Forget quiet quitters – HR pros are now looking for quiet contributors

It's well understood that the traditional performance review process is plagued with problems, including bias and inefficiency.

It feels like there’s a shift happening in HR departments, and I think it’s a good one – their focus is changing from identifying the worst contributors and managing them out to finding the best contributors and learning how to keep them. In my view, it’s a much more constructive mindset.

In a recent conversation, Julia Psitos, VP People & Talent for NY-based Alfred, a management platform and home management app for renters, discussed how her company is improving the performance process with data – running broad surveys across the company asking questions like, “Who do you go to for help and advice?” and “Who energizes you?” Alfred has had 100% employee participation in these surveys, which have helped surface what Julia calls “quiet contributors” – people who aren’t good at self-promotion, but who are making a big impact on their teams and the company.

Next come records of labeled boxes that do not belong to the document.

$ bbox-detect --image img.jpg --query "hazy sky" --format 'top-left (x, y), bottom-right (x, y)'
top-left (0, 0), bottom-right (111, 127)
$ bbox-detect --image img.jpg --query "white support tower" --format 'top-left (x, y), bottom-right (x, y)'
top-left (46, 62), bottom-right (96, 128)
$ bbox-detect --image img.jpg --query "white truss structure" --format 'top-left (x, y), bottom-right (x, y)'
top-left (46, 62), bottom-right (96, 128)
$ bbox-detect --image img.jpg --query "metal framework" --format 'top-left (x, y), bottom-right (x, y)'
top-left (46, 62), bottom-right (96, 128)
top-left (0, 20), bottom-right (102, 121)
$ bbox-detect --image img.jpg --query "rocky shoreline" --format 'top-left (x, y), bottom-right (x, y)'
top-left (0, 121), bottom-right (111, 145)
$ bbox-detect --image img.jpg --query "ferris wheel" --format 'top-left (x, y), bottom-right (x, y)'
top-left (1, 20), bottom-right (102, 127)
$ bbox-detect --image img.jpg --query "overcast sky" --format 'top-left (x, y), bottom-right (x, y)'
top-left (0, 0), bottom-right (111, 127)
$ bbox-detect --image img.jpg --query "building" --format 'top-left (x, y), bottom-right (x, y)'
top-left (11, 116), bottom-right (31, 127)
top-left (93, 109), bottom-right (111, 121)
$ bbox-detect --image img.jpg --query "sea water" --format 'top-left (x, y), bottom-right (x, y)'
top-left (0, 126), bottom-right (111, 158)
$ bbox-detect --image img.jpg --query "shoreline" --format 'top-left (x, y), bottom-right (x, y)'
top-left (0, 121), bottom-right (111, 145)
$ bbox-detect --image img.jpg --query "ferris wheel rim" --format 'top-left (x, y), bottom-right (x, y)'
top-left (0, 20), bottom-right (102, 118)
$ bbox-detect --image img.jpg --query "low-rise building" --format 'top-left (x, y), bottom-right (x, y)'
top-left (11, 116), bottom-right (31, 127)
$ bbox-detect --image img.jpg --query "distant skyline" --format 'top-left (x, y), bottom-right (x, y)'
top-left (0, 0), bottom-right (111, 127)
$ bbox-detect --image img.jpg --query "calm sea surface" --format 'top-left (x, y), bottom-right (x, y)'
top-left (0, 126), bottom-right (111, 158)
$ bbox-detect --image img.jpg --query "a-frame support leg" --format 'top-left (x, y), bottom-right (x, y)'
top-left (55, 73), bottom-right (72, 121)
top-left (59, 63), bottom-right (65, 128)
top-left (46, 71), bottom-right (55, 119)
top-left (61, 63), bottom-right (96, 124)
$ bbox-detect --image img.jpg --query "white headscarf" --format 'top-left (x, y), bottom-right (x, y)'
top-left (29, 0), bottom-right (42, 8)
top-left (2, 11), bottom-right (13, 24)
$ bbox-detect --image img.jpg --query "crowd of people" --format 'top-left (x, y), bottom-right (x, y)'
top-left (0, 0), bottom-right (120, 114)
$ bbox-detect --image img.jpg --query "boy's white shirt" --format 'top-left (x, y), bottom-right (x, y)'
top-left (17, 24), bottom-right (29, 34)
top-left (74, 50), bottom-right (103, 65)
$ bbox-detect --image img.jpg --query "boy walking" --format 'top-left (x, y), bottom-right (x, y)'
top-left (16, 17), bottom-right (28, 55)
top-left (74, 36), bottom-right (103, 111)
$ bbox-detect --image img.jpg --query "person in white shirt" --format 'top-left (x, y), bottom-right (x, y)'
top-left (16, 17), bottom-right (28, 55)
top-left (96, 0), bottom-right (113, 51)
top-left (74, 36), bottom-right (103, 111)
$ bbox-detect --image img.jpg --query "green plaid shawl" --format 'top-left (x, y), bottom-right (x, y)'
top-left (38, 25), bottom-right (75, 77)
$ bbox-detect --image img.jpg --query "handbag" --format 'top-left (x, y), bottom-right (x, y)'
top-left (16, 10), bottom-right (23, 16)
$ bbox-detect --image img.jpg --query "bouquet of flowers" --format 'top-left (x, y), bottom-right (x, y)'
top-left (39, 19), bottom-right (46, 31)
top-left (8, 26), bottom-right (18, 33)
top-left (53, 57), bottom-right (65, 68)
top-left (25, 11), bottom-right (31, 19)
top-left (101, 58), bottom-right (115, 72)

These people might not excel in traditional hierarchical performance reviews, which are typically based on the opinions of a single manager, and thus highly susceptible to lobbying by self-promoters. But now that most people are working in networks, with peers across departments, quiet contributors are easily found when you simply ask team members who’s making an impact on them.

Laika, a platform simplifying and automating information security compliances for businesses, is doing the same – they changed up the performance review process and identified 27 top performers across the company. Leadership then implemented retention measures that resulted in zero turnover among that group one year later.

Both companies relied on an approach called Organizational Network Analysis, which mirrors the way work is done today – in networks, rather than in strict, top-down hierarchies. Via surveys, all employees can recognize who they turn to for help and advice, and then the data is analyzed so HR teams can spot correlations and trends and identify true top performers. This creates a fairer playing field by expanding leaders’ visibility of an employee’s impact while ensuring performance decisions are based on larger sets of data rather than on the opinions of a single manager.

This approach is also relevant when a company is doing staff reductions – I recently spoke with the CEO of one such firm that had already used ONA-based reviews to identify its top performers, including quiet contributors. He consulted that list during a recent staff reduction to ensure none of those top performers had been selected for a layoff.

Related: How employers can address quiet quitting: Fix the performance review

It’s well understood that the traditional performance review process is plagued with problems, including bias and inefficiency. Even many HR pros dread them. Changing that dynamic, and bringing network-driven decision making into HR, as both Alfred and Laika have done, helps broaden inputs, and makes it much easier for companies to change their focus from identifying the worst to identifying the best.